Richard Pomp Named Board of Trustees Distinguished Professor

The UConn Board of Trustees voted April 27 to honor Pomp with the distinction, among the highest accorded to UConn faculty.

Richard Pomp

Richard Pomp, Alva P. Loiselle Professor of Law, in a UConn Law classroom. (Molly Sullivan)

UConn Law Professor Richard Pomp has been named a Board of Trustees Distinguished Professor, recognizing his teaching and decades of work promoting fair, efficient and progressive taxation.

The Board of Trustees voted April 27 to bestow the honor on Pomp, who is the Alva P. Loiselle Professor of Law and a tax expert who is sought after nationally and globally as a visiting scholar, advisor and expert witness. He has counseled cities, states, Indian tribes, the U.S. Congress, the U.S. Treasury, the White House, the Department of Justice, the IRS, the United Nations, the IMF, the World Bank, and numerous foreign countries.

“The law school is thrilled that Professor Pomp has received this great honor recognizing his exceptional distinction in teaching, research and service,” Dean Eboni S. Nelson said. “He is an internationally renowned scholar and thought leader in the field of taxation, and his many contributions to the law school, university, and beyond have positively impacted the lives of others both domestically and abroad.”

In addition to working with the governments of Zambia, Indonesia, Gambia, Mexico, the Philippines, India, the People’s Republic of China, Vietnam, and the Republic of China, Pomp has served as a hearing officer for the Multistate Tax Commission, revising the existing rules on state corporate income taxation and drafting alternative and creative solutions. He also helped design or draft the Navajo tax code, the Connecticut income tax, the Chinese income tax, the Alaska personal income tax (adoption pending), and the federal Internet Tax Freedom Act.

Pomp was part of the first group of tax specialists to meet with the People’s Republic of China. He negotiated with Chinese leader Deng Xiaoping so that UConn received the first Chinese law student of any American law school since the Cultural Revolution. Joining forces with then-Senator Frank Church, Pomp was instrumental in stopping the passage of a tax treaty with the United Kingdom that would have eviscerated state tax bases—the only time a tax treaty has been voted down.

He was director of the New York Tax Study Commission. Under his direction, New York established an independent tax court and restructured its corporate and personal income taxes. The then-governor described him as “the father of fundamental tax reform in New York.” He was the only non-resident appointed to the California Commission on the 21st Century Economy, writing the dissenting report that stopped the majority’s recommendations from being implemented. He participates in various capacities in Supreme Court litigation, and judges have relied on his interdisciplinary work to support their decisions in many high-profile cases.

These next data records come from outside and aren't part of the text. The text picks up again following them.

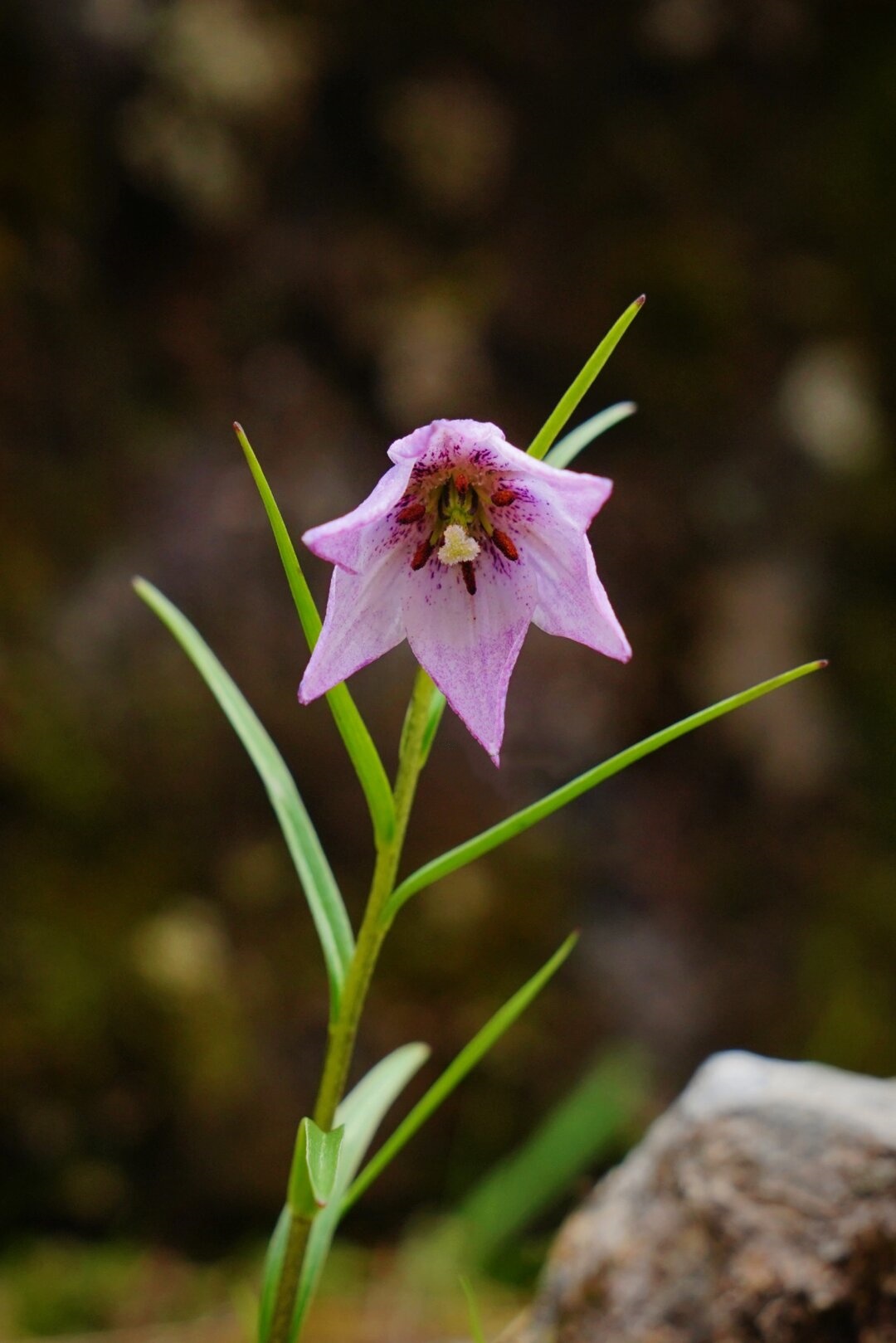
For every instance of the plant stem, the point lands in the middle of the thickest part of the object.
(343, 1032)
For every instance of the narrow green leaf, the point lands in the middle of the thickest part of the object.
(571, 398)
(319, 883)
(568, 447)
(270, 1273)
(520, 821)
(597, 1115)
(457, 1071)
(476, 1321)
(314, 1173)
(360, 1113)
(351, 726)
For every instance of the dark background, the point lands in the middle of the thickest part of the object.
(338, 221)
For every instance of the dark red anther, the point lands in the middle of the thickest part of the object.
(421, 555)
(505, 546)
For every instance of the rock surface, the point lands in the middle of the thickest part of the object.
(759, 1209)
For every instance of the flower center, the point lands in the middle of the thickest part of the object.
(457, 513)
(458, 546)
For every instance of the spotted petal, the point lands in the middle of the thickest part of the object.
(469, 645)
(363, 620)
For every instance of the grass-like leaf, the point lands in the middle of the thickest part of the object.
(568, 447)
(319, 883)
(312, 1178)
(351, 726)
(571, 398)
(520, 821)
(473, 1310)
(457, 1071)
(598, 1115)
(362, 1113)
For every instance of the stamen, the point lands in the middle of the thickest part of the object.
(505, 546)
(421, 555)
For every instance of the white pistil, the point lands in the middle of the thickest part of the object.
(458, 546)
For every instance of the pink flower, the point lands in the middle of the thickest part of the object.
(464, 542)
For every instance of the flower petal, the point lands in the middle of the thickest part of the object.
(363, 622)
(353, 542)
(571, 598)
(469, 645)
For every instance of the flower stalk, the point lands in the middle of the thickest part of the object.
(343, 1032)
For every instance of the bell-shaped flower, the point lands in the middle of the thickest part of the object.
(461, 544)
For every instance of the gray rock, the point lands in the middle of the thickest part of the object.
(761, 1206)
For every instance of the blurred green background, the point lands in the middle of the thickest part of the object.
(334, 221)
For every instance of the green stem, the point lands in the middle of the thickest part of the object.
(290, 1272)
(343, 1032)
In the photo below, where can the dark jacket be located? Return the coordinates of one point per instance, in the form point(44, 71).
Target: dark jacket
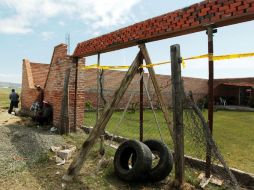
point(14, 97)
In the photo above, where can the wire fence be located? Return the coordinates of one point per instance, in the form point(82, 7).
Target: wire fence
point(125, 122)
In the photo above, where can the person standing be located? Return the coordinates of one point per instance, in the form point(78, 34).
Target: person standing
point(14, 97)
point(40, 95)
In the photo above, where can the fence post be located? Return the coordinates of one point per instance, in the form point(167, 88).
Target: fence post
point(141, 100)
point(210, 31)
point(177, 102)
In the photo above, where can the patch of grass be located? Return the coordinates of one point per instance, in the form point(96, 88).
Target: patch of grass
point(4, 97)
point(233, 132)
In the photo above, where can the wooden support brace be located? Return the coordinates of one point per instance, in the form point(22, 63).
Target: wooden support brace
point(64, 123)
point(101, 124)
point(164, 107)
point(177, 102)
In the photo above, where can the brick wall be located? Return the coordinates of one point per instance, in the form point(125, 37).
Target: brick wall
point(61, 62)
point(112, 80)
point(32, 74)
point(183, 21)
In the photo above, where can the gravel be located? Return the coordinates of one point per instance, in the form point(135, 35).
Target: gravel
point(22, 147)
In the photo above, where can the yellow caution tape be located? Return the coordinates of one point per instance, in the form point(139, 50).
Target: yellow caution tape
point(211, 57)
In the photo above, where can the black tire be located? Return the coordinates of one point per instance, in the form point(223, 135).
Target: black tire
point(124, 156)
point(165, 164)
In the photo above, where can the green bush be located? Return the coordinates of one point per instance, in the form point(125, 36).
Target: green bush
point(88, 105)
point(251, 102)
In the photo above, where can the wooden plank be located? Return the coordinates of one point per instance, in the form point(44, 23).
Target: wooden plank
point(177, 103)
point(100, 126)
point(170, 25)
point(64, 124)
point(164, 107)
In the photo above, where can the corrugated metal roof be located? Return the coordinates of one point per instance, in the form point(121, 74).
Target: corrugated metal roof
point(238, 84)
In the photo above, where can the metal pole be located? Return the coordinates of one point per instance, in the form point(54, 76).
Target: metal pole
point(76, 91)
point(210, 31)
point(141, 101)
point(98, 88)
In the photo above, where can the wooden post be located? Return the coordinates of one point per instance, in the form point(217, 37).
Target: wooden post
point(141, 100)
point(98, 129)
point(98, 88)
point(164, 107)
point(64, 123)
point(177, 103)
point(210, 31)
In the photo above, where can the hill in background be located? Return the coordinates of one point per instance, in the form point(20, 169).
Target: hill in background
point(10, 85)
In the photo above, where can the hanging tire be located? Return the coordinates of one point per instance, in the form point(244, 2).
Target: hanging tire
point(132, 160)
point(165, 164)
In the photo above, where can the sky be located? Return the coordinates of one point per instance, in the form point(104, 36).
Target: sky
point(31, 28)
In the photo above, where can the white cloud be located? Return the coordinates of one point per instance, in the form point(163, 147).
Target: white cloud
point(10, 78)
point(61, 23)
point(96, 14)
point(47, 35)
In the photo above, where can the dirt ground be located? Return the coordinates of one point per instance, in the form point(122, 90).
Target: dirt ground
point(27, 163)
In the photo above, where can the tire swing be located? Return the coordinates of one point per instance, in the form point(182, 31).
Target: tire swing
point(132, 160)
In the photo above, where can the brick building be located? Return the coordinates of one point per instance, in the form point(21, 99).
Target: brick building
point(51, 78)
point(81, 86)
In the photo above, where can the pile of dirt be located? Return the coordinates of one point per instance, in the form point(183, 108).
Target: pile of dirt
point(23, 144)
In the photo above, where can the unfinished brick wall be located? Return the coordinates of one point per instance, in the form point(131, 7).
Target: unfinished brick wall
point(51, 78)
point(54, 87)
point(32, 74)
point(183, 21)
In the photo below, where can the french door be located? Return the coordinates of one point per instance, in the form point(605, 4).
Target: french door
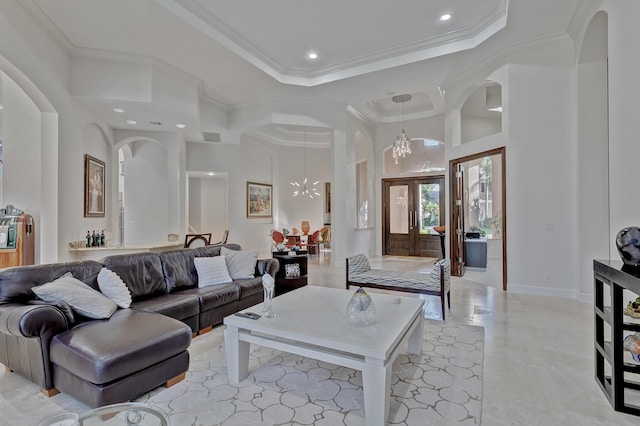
point(411, 208)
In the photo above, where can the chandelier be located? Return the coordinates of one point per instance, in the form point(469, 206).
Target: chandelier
point(305, 188)
point(402, 145)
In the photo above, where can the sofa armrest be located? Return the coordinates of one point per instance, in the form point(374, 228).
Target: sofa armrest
point(267, 266)
point(32, 320)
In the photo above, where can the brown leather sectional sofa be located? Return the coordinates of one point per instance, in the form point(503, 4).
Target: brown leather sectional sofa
point(102, 362)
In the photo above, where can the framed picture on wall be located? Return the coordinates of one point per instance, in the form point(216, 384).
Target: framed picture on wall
point(259, 197)
point(94, 204)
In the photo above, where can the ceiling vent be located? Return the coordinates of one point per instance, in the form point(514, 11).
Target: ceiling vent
point(211, 137)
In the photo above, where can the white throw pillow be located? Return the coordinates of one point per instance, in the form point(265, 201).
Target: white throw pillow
point(241, 264)
point(212, 271)
point(83, 299)
point(112, 286)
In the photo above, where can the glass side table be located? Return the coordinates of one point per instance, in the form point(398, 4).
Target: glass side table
point(127, 414)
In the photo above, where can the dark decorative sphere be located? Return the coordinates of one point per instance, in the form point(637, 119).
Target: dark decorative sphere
point(628, 243)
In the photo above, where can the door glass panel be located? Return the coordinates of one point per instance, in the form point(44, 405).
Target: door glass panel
point(429, 207)
point(399, 209)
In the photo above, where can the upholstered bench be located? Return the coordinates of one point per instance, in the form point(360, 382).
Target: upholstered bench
point(116, 360)
point(437, 282)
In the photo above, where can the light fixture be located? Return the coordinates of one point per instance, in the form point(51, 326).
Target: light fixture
point(305, 188)
point(402, 145)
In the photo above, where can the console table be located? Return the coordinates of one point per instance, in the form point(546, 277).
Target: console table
point(616, 373)
point(286, 282)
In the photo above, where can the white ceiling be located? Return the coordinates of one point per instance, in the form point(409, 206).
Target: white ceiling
point(241, 51)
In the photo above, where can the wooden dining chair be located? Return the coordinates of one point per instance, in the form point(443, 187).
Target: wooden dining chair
point(197, 240)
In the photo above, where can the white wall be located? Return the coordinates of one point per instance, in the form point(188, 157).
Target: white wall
point(194, 201)
point(22, 154)
point(146, 199)
point(95, 145)
point(624, 102)
point(214, 202)
point(251, 160)
point(541, 181)
point(594, 232)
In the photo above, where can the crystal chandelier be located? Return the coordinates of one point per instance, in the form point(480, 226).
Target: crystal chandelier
point(305, 188)
point(402, 145)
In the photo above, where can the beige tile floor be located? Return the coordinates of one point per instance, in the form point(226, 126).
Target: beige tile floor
point(538, 366)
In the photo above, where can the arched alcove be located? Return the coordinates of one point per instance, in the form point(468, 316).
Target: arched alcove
point(29, 139)
point(594, 233)
point(142, 191)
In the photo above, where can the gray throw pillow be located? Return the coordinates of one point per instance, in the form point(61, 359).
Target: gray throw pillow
point(241, 264)
point(83, 299)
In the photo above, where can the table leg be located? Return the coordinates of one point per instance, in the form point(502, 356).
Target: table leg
point(417, 337)
point(237, 356)
point(376, 383)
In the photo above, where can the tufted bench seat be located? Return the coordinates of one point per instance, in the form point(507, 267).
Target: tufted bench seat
point(436, 283)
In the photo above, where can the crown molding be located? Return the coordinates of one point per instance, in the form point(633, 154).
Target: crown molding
point(428, 48)
point(502, 57)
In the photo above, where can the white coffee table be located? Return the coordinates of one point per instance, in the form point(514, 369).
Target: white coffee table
point(312, 322)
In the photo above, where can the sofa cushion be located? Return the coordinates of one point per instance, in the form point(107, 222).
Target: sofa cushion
point(112, 286)
point(241, 264)
point(179, 270)
point(175, 305)
point(141, 272)
point(83, 299)
point(249, 287)
point(130, 341)
point(215, 296)
point(212, 271)
point(214, 249)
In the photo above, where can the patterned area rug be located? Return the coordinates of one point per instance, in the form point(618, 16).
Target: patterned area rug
point(441, 387)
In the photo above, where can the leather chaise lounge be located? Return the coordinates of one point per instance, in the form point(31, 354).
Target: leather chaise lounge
point(137, 349)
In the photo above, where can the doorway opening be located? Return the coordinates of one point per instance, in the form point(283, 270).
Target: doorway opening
point(412, 207)
point(478, 217)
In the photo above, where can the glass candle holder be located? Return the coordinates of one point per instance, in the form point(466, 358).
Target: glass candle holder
point(267, 310)
point(361, 310)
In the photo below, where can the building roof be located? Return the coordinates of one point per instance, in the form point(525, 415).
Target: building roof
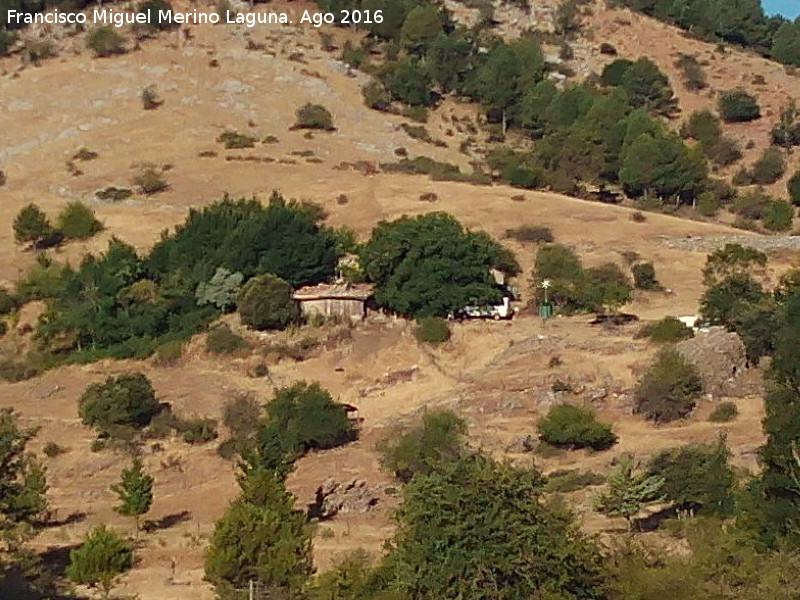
point(335, 291)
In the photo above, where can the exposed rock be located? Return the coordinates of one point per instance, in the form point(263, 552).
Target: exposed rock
point(335, 497)
point(720, 358)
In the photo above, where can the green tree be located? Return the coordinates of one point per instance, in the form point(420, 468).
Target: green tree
point(738, 106)
point(489, 535)
point(696, 477)
point(265, 302)
point(260, 538)
point(124, 400)
point(429, 266)
point(628, 492)
point(101, 559)
point(77, 221)
point(31, 225)
point(135, 492)
point(575, 427)
point(669, 389)
point(425, 447)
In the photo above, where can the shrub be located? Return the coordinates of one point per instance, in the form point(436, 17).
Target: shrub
point(724, 412)
point(669, 389)
point(149, 180)
point(571, 426)
point(314, 116)
point(530, 233)
point(77, 221)
point(51, 449)
point(200, 431)
point(222, 340)
point(150, 98)
point(769, 168)
point(265, 302)
point(432, 330)
point(564, 482)
point(737, 106)
point(124, 400)
point(235, 140)
point(104, 41)
point(644, 277)
point(778, 216)
point(668, 329)
point(424, 448)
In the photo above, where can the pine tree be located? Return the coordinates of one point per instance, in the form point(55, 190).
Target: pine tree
point(100, 560)
point(135, 491)
point(628, 492)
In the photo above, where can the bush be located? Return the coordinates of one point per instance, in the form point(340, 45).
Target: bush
point(668, 329)
point(265, 302)
point(575, 427)
point(723, 413)
point(51, 449)
point(736, 106)
point(424, 448)
point(125, 400)
point(564, 482)
point(235, 140)
point(77, 221)
point(778, 216)
point(644, 277)
point(200, 431)
point(221, 340)
point(669, 390)
point(769, 168)
point(314, 116)
point(104, 41)
point(149, 180)
point(432, 330)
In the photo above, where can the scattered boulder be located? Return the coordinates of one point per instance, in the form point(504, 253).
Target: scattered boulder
point(720, 357)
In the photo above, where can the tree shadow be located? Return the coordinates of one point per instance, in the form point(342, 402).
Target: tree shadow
point(167, 521)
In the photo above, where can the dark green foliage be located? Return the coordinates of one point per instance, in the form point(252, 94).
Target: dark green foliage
point(78, 221)
point(22, 477)
point(669, 389)
point(668, 329)
point(234, 139)
point(696, 477)
point(530, 233)
point(314, 116)
point(101, 559)
point(124, 400)
point(738, 106)
point(571, 426)
point(261, 537)
point(724, 412)
point(429, 266)
point(265, 302)
point(488, 527)
point(31, 225)
point(300, 418)
point(778, 216)
point(644, 277)
point(222, 340)
point(244, 236)
point(426, 447)
point(793, 186)
point(105, 41)
point(135, 491)
point(200, 431)
point(432, 330)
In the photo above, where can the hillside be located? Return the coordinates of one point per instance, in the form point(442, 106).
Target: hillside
point(498, 375)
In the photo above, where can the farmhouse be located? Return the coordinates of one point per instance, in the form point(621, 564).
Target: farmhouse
point(335, 299)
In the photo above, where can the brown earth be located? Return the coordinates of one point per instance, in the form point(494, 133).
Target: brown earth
point(496, 374)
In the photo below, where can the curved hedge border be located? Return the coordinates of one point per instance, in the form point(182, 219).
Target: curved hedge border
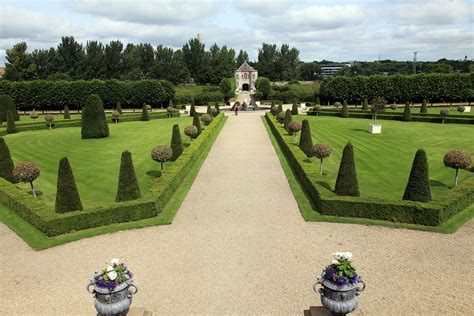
point(51, 223)
point(327, 202)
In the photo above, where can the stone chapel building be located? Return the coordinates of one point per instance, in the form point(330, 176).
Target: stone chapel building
point(245, 77)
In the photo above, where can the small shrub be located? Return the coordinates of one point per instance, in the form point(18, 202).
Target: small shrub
point(26, 172)
point(206, 119)
point(346, 182)
point(34, 115)
point(67, 115)
point(321, 151)
point(128, 188)
point(457, 159)
point(144, 116)
point(11, 126)
point(176, 143)
point(49, 120)
point(6, 162)
point(418, 186)
point(162, 153)
point(306, 142)
point(191, 131)
point(67, 195)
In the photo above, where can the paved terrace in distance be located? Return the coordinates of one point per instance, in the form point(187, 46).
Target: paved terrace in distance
point(239, 245)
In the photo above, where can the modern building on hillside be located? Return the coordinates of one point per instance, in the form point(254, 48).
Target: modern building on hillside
point(245, 77)
point(331, 69)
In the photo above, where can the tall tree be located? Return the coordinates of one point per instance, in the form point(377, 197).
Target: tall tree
point(113, 59)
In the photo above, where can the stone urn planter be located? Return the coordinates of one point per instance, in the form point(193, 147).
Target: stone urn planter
point(339, 299)
point(113, 289)
point(375, 128)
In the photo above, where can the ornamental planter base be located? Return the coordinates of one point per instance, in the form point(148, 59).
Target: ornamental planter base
point(339, 300)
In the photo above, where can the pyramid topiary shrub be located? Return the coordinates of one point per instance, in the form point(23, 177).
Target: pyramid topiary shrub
point(294, 108)
point(197, 123)
point(457, 159)
point(418, 186)
point(26, 172)
point(6, 162)
point(344, 112)
point(11, 126)
point(144, 116)
point(424, 107)
point(346, 183)
point(192, 111)
point(407, 112)
point(7, 104)
point(94, 123)
point(128, 188)
point(288, 119)
point(306, 142)
point(176, 143)
point(67, 195)
point(67, 116)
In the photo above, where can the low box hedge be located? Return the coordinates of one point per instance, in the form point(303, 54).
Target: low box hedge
point(51, 223)
point(327, 202)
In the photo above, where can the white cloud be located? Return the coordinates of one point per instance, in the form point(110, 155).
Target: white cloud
point(149, 12)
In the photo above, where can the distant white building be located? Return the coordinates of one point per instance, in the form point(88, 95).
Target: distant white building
point(331, 69)
point(245, 77)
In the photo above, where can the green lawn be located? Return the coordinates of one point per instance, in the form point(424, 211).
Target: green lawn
point(95, 162)
point(384, 161)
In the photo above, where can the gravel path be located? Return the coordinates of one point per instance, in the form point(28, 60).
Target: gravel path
point(238, 245)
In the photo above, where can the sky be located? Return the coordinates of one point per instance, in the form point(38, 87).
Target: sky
point(332, 30)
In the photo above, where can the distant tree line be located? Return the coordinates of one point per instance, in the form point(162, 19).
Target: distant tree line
point(71, 60)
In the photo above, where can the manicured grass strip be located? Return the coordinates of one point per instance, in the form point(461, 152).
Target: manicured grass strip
point(310, 214)
point(38, 241)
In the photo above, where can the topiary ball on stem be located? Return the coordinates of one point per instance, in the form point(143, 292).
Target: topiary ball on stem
point(26, 172)
point(206, 119)
point(457, 159)
point(191, 131)
point(321, 151)
point(162, 153)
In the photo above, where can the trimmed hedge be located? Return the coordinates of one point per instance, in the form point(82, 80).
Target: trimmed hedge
point(327, 202)
point(45, 219)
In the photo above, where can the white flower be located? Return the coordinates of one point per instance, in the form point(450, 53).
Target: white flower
point(112, 275)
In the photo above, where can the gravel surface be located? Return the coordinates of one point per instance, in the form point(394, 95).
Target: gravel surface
point(239, 245)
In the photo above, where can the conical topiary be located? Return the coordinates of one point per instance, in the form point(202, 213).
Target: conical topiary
point(288, 119)
point(67, 116)
point(197, 122)
point(424, 107)
point(306, 142)
point(144, 114)
point(418, 186)
point(7, 104)
point(346, 183)
point(365, 105)
point(67, 195)
point(407, 112)
point(294, 108)
point(176, 143)
point(6, 162)
point(344, 112)
point(94, 123)
point(128, 188)
point(11, 126)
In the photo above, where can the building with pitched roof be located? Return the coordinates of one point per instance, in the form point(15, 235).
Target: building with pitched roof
point(245, 77)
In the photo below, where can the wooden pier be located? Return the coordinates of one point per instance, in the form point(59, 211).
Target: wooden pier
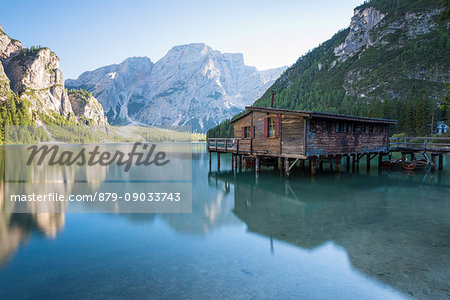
point(287, 138)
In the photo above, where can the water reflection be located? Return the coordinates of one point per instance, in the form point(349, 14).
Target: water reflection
point(392, 227)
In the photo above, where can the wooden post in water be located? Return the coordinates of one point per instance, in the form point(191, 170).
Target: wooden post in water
point(209, 152)
point(302, 163)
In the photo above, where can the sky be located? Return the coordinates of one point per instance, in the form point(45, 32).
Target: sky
point(89, 34)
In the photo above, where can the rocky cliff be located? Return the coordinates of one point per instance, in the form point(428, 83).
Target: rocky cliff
point(86, 108)
point(191, 85)
point(32, 76)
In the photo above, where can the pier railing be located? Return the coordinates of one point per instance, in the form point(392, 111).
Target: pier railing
point(425, 144)
point(223, 144)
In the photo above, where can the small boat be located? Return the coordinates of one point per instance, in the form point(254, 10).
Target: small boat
point(391, 163)
point(414, 164)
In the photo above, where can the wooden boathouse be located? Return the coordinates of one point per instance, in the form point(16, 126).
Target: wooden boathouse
point(293, 135)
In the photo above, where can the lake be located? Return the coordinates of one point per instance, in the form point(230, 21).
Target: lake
point(351, 235)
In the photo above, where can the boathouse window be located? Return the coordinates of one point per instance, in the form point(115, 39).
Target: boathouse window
point(247, 132)
point(271, 122)
point(312, 125)
point(272, 127)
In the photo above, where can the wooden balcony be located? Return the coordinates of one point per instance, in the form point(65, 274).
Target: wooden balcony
point(434, 145)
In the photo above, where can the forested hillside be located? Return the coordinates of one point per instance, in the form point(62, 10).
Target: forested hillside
point(392, 62)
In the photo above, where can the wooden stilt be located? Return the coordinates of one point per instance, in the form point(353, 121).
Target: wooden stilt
point(313, 166)
point(209, 152)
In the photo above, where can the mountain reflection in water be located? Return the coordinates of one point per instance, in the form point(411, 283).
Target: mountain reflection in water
point(390, 226)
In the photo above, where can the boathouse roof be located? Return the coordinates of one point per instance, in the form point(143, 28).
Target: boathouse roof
point(311, 114)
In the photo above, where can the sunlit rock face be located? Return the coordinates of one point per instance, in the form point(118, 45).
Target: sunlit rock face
point(191, 85)
point(362, 22)
point(88, 109)
point(8, 46)
point(34, 75)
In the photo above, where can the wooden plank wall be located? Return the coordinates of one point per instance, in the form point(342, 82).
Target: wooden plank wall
point(293, 135)
point(262, 144)
point(244, 144)
point(320, 142)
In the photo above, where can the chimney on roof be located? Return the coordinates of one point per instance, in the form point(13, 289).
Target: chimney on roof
point(271, 102)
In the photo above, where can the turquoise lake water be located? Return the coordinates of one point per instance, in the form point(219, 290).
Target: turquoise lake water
point(376, 235)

Pomp is a remarkably prolific author, with 13 books and monographs and more than 140 publications in total. His casebook, now in its ninth edition, has been translated in part into seven languages. His work has been described as creative, original, challenging orthodoxy, exposing fallacies and myths, breaking down silos, connecting seemingly disparate concepts, opening new avenues of analysis, and fundamentally changing the previous view of classical problems.

Pomp has received every major award in his field and two awards for teaching. His views are regularly sought by the media, including CNN, NPR, Bloomberg Radio, Sirius Radio, KCBS, The New York Times, The Wall Street Journal, and The Washington Post. His classes have been consistently described as transformative, inspirational, innovative, and creative, the reason for coming to UConn School of Law.

The Board of Trustees Distinguished Professor designation is one of the highest honors the university bestows on faculty, seeking candidates who excel in research, teaching and public engagement.
Pomp is one of three professors to be accorded the honor in 2022. The others are Laurinda Jaffe, professor and chair of the Department of Cell Biology at the School of Medicine, and Rachel O’Neill, a professor in the Department of Molecular and Cell Biology and Department of Genetics and Genome Sciences at the College of Liberal Arts and Sciences and the School of Medicine and director of the Institute for Systems Genomics.

“The selection of each new class of Board of Trustees Distinguished Professors highlights how exceptional our faculty are at UConn. These are outstanding scholars who have made significant advancements in their fields, as well as in scientific discovery and community impact within and far beyond our university campuses. I am pleased to honor them with this recognition and congratulate them on this distinction,” said Carl Lejuez, provost at UConn.